For the first print, I decided to etch a version of the drawings I made of Auschwitz-Birkenau, not so as to aestheticise the image, but to explore what could be gained from this particular medium. Would it bring anything new to my investigations? Despite the fact it looks like something one might find on a greetings card (itself an interesting point) the quality of the image interested me nonetheless – in particular the lines of the track and the fence where the ink had been left on the plate. The manipulation of the ink I realised could make all the difference – an obvious point perhaps, but then I had assumed that I would be creating a clean image with pure and crisp lines (something which I could certainly try in the future). But what interested me the most was the plate itself, the plate as an object in its own right, and, it’s in this that I see potential for investigation re my work on Auschwitz-Birkenau.

As an experiment, we buried some of our plates (these will be dug up this week) so as to cause them to rust. I’d already begun to think of the plate and the print as metaphors for action and the remembered action, and the idea of something rusting or decaying synonymous with the past, where original, unrepeatable moments decay and the memories of those events are merely obfuscated reproductions; the original moment is only ever partially revealed.

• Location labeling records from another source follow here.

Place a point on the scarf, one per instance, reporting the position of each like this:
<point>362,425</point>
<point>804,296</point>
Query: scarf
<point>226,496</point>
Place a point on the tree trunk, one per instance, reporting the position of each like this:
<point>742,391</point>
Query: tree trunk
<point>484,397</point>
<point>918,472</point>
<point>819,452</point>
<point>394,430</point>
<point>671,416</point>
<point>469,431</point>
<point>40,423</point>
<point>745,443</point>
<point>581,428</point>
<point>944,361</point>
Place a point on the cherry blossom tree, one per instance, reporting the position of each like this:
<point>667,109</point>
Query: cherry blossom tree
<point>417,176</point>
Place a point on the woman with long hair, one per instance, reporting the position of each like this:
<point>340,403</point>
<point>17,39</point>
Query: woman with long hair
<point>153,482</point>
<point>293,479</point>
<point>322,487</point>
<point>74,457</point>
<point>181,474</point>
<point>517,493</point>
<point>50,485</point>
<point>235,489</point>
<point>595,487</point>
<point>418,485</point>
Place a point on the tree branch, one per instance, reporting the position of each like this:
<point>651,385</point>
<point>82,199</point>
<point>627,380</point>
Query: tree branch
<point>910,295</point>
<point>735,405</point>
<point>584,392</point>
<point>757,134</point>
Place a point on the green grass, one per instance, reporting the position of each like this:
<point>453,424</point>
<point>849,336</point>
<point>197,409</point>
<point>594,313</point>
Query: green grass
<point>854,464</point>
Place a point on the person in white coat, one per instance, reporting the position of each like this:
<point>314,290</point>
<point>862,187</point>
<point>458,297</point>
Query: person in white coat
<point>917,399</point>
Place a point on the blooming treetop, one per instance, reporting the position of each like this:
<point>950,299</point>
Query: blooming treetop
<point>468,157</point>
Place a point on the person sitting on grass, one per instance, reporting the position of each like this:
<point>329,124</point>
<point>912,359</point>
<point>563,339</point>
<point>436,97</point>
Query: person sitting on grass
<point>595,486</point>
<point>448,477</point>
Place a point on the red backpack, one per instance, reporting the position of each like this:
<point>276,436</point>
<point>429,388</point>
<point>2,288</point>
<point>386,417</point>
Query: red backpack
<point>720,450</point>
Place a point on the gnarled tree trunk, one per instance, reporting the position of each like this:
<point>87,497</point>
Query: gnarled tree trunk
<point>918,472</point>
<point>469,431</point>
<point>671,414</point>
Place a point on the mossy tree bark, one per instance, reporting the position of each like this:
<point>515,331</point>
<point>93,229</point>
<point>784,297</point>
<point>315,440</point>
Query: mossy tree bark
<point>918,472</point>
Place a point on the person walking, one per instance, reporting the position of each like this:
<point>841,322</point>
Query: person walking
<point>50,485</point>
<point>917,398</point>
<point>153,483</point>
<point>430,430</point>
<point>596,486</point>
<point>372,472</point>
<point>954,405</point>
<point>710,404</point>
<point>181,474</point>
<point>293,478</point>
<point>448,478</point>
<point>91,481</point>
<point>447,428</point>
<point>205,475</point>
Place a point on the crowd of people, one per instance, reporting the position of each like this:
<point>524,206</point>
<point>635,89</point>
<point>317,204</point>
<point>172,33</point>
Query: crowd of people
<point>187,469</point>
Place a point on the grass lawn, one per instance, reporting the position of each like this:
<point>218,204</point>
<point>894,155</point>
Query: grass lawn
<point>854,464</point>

The actual scratching at the plate in order to secure an image also interested me. There is something – violent is too strong a word – ‘particular’ about its physicality which, if the plate is the ‘lived action’, declares a degree of tribulation a regards its making, and dealing, as I do in much of my work, with trauma, the etching of an image on a plate and the ‘biting’ of the image into the plate by acid serves to emphasise this.

From this etched, ‘traumatic’ image, one can make facsimiles, but these copies – these memories or post-memories – are never the same (for one they are reversed), and as the plate decays so any prints will remove themselves further from the actual event. Of course, if no prints are made from the plates – if actions are not ‘remembered’ – then more possiblities arise.